Dr. Del Tacket, in Focus on the Family’s Marriage series, points out that before the Garden…before the creation…before Adam and Eve, the serpent or the forbidden fruit, God lived in relationship with the Son and the Holy Spirit and it was good. The relationship between the Holy Three was perfect in unity, submission and love. And God loved you and me so much that He invited us to be a part of that perfect relationship…a part of His divine nature. A relationship beautiful in balance, perfect in harmony, and limitless in joy. Obedience and submission to the rules of this divine relationship shouldn’t steal our joy, but rather bring us joy in its purest, truest sense
The King of Kings and Lord of Lords invites us to something better friends…something beyond our wildest imaginations…better than our wildest dreams. God Himself draws us into a relationship that was already perfect…devoid of fears, failures, hurts and pain… and says, “Come away with me my love.
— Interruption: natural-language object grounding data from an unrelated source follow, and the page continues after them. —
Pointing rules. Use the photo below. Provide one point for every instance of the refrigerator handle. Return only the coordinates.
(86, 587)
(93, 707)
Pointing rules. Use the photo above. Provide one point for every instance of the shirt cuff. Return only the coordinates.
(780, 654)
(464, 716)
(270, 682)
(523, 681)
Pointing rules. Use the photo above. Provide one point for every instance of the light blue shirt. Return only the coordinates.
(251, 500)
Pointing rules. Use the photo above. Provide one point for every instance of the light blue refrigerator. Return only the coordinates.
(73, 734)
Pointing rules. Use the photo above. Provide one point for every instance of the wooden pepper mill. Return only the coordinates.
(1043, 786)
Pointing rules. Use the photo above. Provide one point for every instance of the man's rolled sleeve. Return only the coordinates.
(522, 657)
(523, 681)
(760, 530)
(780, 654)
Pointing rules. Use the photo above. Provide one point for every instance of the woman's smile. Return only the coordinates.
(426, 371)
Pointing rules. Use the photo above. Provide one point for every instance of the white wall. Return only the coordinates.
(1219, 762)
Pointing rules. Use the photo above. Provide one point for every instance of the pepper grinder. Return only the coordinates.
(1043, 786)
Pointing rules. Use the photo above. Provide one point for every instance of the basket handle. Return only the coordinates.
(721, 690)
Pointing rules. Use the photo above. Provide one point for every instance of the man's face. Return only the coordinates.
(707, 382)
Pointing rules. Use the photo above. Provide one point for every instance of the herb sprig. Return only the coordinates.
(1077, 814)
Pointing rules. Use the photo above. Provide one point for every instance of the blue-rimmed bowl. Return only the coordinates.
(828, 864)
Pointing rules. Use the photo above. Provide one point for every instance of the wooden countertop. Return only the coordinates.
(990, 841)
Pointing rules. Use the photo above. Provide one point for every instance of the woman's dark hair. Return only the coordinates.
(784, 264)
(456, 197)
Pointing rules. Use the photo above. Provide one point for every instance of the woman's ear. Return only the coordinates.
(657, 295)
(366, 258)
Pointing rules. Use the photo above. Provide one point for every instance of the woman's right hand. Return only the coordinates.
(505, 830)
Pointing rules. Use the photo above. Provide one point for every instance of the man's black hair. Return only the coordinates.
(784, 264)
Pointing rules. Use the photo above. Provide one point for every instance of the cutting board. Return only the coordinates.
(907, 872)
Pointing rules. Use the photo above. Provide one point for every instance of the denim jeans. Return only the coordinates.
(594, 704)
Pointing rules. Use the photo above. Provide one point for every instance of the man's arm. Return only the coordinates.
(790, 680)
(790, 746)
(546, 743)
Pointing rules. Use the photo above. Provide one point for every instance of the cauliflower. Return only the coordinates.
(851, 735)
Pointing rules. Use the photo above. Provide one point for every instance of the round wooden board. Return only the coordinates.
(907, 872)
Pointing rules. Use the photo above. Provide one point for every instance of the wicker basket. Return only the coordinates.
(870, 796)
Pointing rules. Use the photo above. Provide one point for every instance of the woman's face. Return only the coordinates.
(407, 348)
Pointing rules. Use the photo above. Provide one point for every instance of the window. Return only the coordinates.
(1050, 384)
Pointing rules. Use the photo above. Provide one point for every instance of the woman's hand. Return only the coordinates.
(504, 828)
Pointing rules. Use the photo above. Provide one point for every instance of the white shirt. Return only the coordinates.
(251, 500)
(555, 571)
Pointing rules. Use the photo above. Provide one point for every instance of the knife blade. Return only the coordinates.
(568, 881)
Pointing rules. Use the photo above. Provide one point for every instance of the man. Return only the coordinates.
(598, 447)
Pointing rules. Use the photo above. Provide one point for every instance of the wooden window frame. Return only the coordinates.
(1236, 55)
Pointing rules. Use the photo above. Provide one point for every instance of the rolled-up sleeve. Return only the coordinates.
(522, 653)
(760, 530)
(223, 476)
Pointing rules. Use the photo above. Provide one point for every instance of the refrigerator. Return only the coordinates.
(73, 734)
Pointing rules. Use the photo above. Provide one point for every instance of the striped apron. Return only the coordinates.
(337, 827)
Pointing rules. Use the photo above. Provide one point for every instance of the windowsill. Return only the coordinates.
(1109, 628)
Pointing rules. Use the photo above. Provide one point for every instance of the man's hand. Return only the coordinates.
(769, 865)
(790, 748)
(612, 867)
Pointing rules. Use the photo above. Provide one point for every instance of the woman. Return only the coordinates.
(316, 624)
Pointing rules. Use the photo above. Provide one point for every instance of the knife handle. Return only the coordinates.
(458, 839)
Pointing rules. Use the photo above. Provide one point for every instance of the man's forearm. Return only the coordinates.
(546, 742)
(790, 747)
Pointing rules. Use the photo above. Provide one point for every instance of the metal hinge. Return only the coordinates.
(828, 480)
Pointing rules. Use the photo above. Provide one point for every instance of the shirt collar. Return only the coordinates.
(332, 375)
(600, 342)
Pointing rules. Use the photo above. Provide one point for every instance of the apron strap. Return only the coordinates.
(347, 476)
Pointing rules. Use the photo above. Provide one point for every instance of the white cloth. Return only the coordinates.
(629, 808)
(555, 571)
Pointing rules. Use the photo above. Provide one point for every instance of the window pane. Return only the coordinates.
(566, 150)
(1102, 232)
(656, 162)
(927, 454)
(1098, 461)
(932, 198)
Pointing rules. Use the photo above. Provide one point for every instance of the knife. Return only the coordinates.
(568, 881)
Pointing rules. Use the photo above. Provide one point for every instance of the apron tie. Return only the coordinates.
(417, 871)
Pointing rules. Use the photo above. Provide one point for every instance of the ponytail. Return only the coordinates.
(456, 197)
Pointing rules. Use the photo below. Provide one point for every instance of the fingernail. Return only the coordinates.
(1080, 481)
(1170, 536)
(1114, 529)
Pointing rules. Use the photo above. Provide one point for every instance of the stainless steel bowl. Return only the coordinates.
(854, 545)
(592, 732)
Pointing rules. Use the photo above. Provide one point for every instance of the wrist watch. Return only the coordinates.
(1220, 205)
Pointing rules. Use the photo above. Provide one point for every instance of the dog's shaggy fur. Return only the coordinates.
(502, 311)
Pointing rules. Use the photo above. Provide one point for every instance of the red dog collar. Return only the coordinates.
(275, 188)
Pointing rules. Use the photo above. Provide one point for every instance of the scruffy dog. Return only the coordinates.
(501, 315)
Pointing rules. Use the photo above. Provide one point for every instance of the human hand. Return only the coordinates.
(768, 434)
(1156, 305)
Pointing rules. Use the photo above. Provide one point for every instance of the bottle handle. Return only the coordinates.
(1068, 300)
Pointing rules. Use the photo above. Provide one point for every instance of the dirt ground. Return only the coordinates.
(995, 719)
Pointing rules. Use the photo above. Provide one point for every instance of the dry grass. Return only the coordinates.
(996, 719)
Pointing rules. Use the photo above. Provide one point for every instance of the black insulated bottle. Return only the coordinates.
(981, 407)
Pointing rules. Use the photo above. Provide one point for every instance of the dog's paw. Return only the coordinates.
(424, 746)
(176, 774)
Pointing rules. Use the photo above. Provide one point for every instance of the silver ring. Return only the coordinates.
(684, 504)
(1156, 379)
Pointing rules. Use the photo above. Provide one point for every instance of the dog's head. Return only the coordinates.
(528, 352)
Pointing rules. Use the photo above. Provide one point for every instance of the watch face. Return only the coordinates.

Let me show you what you were always meant to be.”
And so my tendency to want life to be “all about me” becomes a trivial pursuit. Focusing on my fears, pride and desires instead of on my Father brings no gain. Choosing to understand and willingly participate in the divine relationship I’m invited into helps me lay down my right to look intelligent or my fear of not being prepared. I feel a little more hope…that I can hold on…that I can reflect the Son in any situation…even one that feels out of control because it isn’t about me.
Nothing can keep me away from God’s good plan for my life except my insistence on doing things my way instead of His. When I fight against the Lord and focus my attention on myself instead of Him and others, I’m really just trying with all of my might to hold onto something that is second rate at best and far sub-par to what God holds out to me as my inheritance through Christ. It’s a heart that says, “No God…I don’t want to trust that Your way is perfect. I want to hold on to the mess I’m in and keep hoping that screaming out ‘What about me?’ will eventually get someone’s attention. It says, “No thank you God. Don’t give me that four-carat diamond ring, I have a perfectly good cubic zirconium right here, thank you very much!” How ridiculous.
Oh Lord, I must decrease and You must increase. Help me I pray, to grab hold of the perfect plan You have created for me, and not to believe the world’s lie that this life has anything much to do with me.
By the way…the Board meeting went just fine. It’s amazing what you can do when you choose to place God on the throne instead of yourself.